I know about nobody who would be doing this.

Maybe others have some other ideas.

[cgwalters]

but rather call qemu-kvm directly from the tests

I was trying to avoid creating a new testing framework. I know how to do that, but I think this is something we really want to streamline so that it can be easily done from many different components and repositories.

1. two plans
   First one builds the container image and the VM image.
   Second provisions the VM image and runs a test.

The first part is what I did just directly; not sure I see significant value of wrapping that part in tmt. But, that's a minor point.
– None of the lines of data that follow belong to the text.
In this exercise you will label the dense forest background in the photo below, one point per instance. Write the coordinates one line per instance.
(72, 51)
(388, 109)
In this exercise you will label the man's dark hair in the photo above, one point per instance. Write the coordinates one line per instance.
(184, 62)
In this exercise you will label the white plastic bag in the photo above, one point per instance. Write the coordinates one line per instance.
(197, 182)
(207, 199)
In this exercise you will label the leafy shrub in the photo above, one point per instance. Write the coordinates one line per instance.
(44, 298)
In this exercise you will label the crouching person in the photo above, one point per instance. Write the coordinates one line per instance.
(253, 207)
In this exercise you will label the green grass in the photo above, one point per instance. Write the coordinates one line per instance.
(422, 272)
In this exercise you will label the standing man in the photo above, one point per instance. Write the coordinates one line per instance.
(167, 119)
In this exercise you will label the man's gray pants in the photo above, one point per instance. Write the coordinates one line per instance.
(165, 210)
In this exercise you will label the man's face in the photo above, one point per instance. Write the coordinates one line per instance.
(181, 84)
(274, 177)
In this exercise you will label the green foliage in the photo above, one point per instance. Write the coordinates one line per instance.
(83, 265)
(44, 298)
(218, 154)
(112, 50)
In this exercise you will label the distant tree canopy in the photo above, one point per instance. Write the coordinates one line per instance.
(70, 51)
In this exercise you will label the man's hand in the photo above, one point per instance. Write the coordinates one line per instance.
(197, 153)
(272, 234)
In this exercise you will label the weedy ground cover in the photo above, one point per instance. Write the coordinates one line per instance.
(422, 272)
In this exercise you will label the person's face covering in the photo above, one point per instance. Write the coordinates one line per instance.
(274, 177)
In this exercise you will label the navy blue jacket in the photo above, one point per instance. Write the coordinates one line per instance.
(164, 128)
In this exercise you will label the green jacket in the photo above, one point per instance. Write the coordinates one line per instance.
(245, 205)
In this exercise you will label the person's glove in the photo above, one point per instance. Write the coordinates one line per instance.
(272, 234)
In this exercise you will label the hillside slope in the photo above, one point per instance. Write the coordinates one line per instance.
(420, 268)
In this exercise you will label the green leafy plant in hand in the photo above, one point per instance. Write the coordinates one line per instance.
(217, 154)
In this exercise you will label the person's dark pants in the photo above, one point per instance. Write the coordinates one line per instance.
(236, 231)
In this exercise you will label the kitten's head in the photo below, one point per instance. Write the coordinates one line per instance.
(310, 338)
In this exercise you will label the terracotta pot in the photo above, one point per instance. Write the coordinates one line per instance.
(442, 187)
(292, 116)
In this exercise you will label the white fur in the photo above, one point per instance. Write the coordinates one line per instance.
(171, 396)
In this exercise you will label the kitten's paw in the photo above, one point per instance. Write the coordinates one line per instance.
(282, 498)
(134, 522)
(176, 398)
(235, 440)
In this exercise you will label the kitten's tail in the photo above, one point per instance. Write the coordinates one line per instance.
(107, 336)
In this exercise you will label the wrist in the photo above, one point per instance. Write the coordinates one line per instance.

Hmmm...what if we made a new flow like:

provision:
  how: virtual-bootc
  bootc-container-image: quay.io/example/someimage:latest
  method: image-builder

There's a complication here in how bootc-container-image is found (on Linux, should it be in e.g. podman-machine or not). But it'd basically be a new provisioner variant (subclass?) of the virtual one that did similar things to https://github.com/containers/podman-bootc/ in terms of synthesizing a disk image behind the scenes automatically.

Now that said something I'd still like to support here is being able to conveniently override the input to that image:

tmt run -a plan --name /test provision -h virtual -i $TMT_PLAN_DATA/image.qcow2

Feels a bit like a workaround? But, eh, we can roll with that for now.

[cgwalters]

OK yeah this is totally unrelated really but am I right that the tmt "prepare" phase does a full rsync of the source to the remote vm? This is...pretty expensive in my case of a Rust project, there's 27G of cache data underneath target/ at the moment for me, plus that's where we actually put the qcow2 we use to boot.

It'd be nice if tmt defaulted to using e.g. git ls-files to determine what to copy to start; in every Rust project the default is to have target/ in .gitignore. (I also have it in .dockerignore).